Table 2. Oral glucose tolerance test results |
Time |
Glucose (mmol/L) |
Reference range (mmol/L) |
Fasting |
4.4 |
3.0–6.0 |
One hour |
9.3 |
<10 |
Two hours |
2.0 |
Up to 7.7 |
Question 5
What is the treatment for dumping syndrome?
Answer 5
Lifestyle and dietary modifications are the first-line treatment for dumping syndrome. Smaller and more frequent meals of low–calorie dense food help to control the symptoms.1 A high-fibre diet of unprocessed carbohydrates and low glycaemic index food can stabilise blood glucose fluctuation as seen in late dumping syndrome. Other dietary modifications include avoiding liquids within 30 minutes of solid food meals, avoiding simple sugars (juices/lollies) and processed calorie-dense foods (donuts/chocolate), and increasing intake of protein.

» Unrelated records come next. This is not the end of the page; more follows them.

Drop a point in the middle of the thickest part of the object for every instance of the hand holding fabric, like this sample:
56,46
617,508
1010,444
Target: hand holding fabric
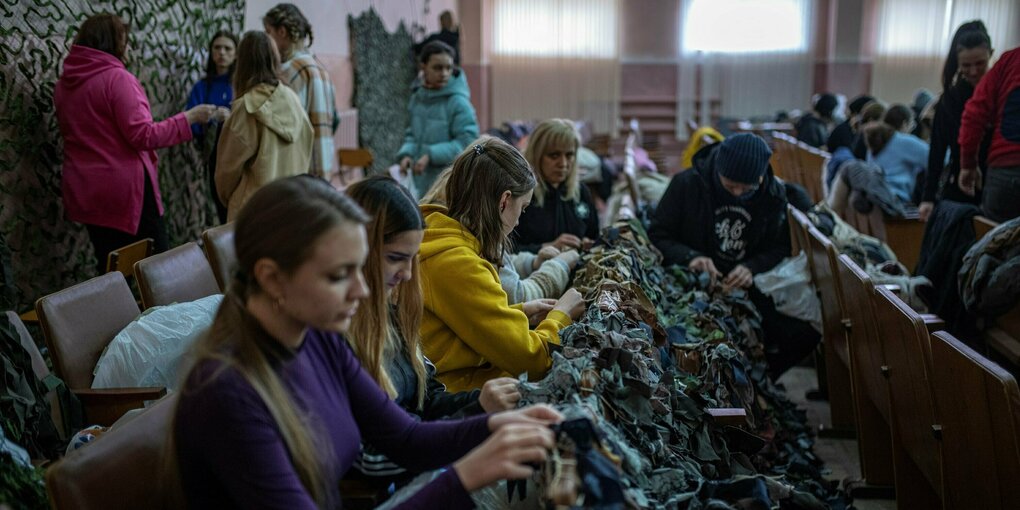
499,395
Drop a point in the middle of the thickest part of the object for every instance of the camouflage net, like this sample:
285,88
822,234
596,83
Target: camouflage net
381,90
653,351
40,250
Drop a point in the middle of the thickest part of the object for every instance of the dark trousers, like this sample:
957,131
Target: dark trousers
1001,200
104,240
211,166
787,340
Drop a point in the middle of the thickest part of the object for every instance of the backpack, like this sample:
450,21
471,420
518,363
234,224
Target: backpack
26,413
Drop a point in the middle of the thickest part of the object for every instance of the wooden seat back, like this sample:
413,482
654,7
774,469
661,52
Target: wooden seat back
122,469
916,426
835,346
812,170
980,417
79,322
179,275
868,374
122,259
217,243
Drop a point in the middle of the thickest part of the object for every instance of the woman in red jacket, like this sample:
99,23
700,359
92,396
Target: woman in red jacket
109,181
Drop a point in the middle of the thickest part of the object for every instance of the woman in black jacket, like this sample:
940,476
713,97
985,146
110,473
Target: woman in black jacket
965,64
562,212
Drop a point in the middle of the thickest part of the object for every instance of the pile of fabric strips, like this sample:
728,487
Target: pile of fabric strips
655,349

Pharmacological interventions are reserved for severe cases uncontrolled by lifestyle and dietary modifications. Currently available options are alpha-glucosidase inhibitors (eg acarbose) and somatostatin analogues (eg octreotide).9 Acarbose inhibits alpha-glucosidase in the small intestine and delays the intraluminal digestion of carbohydrates that leads to insulin surge and reactive hypoglycaemia.9 Octreotide improves dumping syndrome by multiple mechanisms: delaying gastric emptying, slowing small intestine transit and decreasing release of gastrointestinal hormones including insulin secretion.1,9
Case continued
The patient was referred back to her bariatric dietician for dietary modification. Her symptoms improved significantly over the following three months with lifestyle and dietary modifications.
Key points
- Dumping syndrome is common after bariatric surgeries.
- Reactive hypoglycaemia is a typical feature of late dumping syndrome.
- An OGTT and gastric scintigraphy are diagnostic tests.
- Management is based on lifestyle and dietary modification, failure of which necessitates medication such as acarbose or octreotide.